I did not think it necessary to answer. He knew I had tried everything years ago.

It had been thought a wonderful thing for me when Aunt Pussy, my godmother, adopted me when I was fourteen. We were a large family, and I was the only delicate one, not fitted, so my parents thought, to “fend for myself” in this rough world. And I had always liked Aunt Pussy, and she me. And she promised my father, on his impecunious death-bed, that she would take charge of me and educate me. She further gratuitously and solemnly promised that she would leave me all her money. Her all was not much, a few hundreds a year. But that was a great deal to people like ourselves. She was our one rich relation, and it was felt that I was provided for, which eventually caused an estrangement between me and my brothers and sisters, who had to work for their living; while I always had pretty clothes and a little—a very little—pocket-money, and did nothing in the way of work except arrange flowers, and write a few notes, and comb out Aunt Pussy’s Flossy, being careful to keep the parting even down the middle of his back.

My sisters became workers, and they also became ardent Suffragists, which would have shocked my father dreadfully if he had been alive, for he was of opinion that woman’s proper sphere is the home, though, of course, if you have not got a home or any money it seems rather difficult for women to remain in their sphere.

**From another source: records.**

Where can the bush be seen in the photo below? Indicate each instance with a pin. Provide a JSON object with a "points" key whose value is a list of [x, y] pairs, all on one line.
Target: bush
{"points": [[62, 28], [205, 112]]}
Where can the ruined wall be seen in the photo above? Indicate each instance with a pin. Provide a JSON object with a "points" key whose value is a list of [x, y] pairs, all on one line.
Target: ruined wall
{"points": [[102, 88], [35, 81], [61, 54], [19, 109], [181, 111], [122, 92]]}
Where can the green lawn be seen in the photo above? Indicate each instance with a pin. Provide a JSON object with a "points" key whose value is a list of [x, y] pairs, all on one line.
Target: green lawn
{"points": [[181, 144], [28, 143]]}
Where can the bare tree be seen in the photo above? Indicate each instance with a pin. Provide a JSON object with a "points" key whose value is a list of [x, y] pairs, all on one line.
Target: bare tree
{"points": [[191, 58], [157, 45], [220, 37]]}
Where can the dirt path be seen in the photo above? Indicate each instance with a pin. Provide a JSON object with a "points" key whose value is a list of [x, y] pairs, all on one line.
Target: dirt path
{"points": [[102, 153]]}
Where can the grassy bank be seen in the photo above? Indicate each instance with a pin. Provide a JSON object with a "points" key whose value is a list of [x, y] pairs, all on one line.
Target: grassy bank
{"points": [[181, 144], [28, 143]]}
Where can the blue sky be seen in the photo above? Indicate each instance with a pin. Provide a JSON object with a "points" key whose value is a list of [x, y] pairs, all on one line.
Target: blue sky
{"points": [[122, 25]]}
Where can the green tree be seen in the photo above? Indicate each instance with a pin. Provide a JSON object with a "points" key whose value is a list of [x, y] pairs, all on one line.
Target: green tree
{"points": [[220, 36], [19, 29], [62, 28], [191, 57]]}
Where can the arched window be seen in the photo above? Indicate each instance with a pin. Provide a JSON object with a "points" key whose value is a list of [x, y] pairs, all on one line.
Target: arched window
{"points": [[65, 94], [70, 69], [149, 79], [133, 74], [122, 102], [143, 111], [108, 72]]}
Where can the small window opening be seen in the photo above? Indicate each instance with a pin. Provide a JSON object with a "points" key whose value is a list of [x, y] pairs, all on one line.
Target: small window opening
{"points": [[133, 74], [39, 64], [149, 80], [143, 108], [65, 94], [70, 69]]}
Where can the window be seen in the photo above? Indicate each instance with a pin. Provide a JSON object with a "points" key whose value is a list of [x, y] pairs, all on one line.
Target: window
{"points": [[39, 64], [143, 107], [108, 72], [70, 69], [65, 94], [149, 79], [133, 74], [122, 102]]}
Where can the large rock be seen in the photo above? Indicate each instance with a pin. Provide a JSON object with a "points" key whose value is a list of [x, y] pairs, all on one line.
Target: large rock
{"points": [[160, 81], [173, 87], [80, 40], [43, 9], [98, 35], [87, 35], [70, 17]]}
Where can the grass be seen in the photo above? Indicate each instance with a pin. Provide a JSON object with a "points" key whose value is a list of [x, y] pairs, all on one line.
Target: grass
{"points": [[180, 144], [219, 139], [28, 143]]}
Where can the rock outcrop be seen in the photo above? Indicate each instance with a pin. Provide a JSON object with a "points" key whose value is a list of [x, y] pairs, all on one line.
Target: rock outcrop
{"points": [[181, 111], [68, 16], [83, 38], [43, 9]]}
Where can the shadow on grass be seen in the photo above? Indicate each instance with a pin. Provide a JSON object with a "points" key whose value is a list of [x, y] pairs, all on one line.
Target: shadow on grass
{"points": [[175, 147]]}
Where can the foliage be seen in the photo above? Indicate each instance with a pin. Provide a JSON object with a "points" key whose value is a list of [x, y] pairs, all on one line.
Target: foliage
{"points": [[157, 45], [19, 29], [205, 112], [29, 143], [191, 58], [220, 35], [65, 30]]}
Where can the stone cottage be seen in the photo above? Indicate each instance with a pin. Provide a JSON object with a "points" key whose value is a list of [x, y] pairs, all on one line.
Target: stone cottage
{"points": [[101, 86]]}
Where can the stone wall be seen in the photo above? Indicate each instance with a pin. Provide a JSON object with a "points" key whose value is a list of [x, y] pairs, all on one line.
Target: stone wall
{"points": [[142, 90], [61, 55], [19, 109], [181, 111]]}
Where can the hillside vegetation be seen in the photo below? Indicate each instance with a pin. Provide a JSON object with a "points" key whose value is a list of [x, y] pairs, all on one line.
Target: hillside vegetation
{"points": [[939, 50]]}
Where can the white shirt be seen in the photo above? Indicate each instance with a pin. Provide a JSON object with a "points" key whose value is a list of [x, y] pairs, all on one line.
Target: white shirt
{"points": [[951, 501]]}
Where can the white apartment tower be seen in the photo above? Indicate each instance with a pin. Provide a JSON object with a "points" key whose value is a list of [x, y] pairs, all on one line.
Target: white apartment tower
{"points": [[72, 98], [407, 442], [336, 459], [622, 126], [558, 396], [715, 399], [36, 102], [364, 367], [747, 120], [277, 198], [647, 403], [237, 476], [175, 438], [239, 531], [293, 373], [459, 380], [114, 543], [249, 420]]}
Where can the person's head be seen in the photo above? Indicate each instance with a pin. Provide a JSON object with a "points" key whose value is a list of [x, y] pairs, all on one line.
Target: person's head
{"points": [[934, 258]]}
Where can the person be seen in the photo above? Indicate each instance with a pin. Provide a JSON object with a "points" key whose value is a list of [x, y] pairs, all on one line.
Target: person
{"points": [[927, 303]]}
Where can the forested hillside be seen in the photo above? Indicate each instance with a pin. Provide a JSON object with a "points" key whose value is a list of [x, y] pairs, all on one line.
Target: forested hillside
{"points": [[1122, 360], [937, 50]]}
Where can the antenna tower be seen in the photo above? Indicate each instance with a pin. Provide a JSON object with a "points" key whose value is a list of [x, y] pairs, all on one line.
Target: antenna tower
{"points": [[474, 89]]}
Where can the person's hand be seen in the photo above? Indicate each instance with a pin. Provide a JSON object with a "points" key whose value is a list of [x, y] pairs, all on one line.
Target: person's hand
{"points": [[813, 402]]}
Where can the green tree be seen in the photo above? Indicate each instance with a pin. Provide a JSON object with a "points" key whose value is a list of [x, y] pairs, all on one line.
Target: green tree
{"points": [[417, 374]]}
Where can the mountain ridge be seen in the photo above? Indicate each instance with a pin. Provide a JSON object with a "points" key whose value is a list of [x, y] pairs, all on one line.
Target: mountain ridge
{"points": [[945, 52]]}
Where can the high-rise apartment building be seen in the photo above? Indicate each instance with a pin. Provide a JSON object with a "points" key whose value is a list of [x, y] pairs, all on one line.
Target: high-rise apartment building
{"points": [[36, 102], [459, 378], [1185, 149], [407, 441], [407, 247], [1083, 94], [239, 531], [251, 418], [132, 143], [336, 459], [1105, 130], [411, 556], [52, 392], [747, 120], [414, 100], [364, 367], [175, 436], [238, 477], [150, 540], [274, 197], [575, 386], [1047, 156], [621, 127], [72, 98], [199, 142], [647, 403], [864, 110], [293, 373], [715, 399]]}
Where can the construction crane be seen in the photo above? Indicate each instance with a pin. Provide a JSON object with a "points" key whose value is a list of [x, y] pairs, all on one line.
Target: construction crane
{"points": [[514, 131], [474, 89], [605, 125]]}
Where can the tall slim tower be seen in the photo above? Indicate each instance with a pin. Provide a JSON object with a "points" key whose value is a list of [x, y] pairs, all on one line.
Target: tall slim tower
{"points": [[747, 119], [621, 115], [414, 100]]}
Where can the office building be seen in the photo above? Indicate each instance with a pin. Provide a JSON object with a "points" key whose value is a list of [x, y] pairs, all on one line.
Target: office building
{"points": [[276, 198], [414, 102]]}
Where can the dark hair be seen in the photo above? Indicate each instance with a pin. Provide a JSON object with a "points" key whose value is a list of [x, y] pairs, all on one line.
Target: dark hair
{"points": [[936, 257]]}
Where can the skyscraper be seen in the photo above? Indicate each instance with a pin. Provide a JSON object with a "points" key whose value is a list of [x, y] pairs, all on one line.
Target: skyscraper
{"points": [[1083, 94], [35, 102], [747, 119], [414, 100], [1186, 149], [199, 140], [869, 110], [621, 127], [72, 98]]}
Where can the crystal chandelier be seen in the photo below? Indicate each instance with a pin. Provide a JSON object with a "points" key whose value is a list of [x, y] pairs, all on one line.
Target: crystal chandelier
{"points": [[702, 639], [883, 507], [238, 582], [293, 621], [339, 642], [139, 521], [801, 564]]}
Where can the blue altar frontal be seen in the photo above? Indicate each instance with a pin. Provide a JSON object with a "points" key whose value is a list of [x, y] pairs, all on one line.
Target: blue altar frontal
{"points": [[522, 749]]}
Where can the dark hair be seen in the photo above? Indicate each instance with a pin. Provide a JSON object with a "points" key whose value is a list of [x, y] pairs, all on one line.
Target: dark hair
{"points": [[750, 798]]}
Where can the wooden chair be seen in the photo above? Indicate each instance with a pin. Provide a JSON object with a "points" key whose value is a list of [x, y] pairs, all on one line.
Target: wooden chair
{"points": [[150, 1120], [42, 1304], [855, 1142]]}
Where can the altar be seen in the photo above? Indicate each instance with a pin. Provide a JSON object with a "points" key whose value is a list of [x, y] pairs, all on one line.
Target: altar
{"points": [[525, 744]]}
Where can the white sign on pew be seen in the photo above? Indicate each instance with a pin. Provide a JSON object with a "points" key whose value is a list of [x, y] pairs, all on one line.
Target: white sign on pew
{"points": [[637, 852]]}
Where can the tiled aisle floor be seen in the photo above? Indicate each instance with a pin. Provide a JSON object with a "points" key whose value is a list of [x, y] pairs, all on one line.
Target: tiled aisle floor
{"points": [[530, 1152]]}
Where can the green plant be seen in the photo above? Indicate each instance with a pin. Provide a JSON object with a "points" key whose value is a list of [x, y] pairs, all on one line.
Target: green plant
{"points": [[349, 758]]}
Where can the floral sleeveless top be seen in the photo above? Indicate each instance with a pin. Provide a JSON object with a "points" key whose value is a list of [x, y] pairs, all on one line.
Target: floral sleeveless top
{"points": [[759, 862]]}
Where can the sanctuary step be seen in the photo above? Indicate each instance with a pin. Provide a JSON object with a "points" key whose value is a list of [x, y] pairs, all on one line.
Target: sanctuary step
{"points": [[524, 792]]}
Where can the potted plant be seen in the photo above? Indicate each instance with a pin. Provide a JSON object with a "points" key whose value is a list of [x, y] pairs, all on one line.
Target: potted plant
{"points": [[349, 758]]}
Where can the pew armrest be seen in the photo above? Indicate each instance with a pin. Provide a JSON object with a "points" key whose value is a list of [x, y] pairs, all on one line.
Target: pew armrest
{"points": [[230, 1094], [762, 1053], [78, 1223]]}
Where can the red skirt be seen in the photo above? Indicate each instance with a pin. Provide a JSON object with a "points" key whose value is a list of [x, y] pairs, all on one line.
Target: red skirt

I, being provided for, remained perfectly womanly, of the type that the Anti-Suffrage League, and the sterner sex especially, admire. I took care of my appearance, I dressed charmingly on the very small allowance which Aunt Pussy doled out to me, I was an adept at all the little details which make a home pleasant, I never wanted to do anything except to marry Mark.

For across the even tenor of our lives, in a little villa in Kensington, as even as the parting down Flossie’s back, presently came two great events. Aunt Pussy inherited an enormous fortune, and the following year, I being then twenty, fell in love with Mark and accepted him. I can’t tell you whether he, poor dear, was quite disinterested at first. It was, of course, known that I should inherit all my aunt’s money. He was rather above me in the social scale. I have sometimes thought that his old painted, gambling Jezebel of a mother prodded him in my direction.

But if he was not disinterested at first, he became so. We were two perfectly ordinary young people. But we were meant for each other, and we both knew it.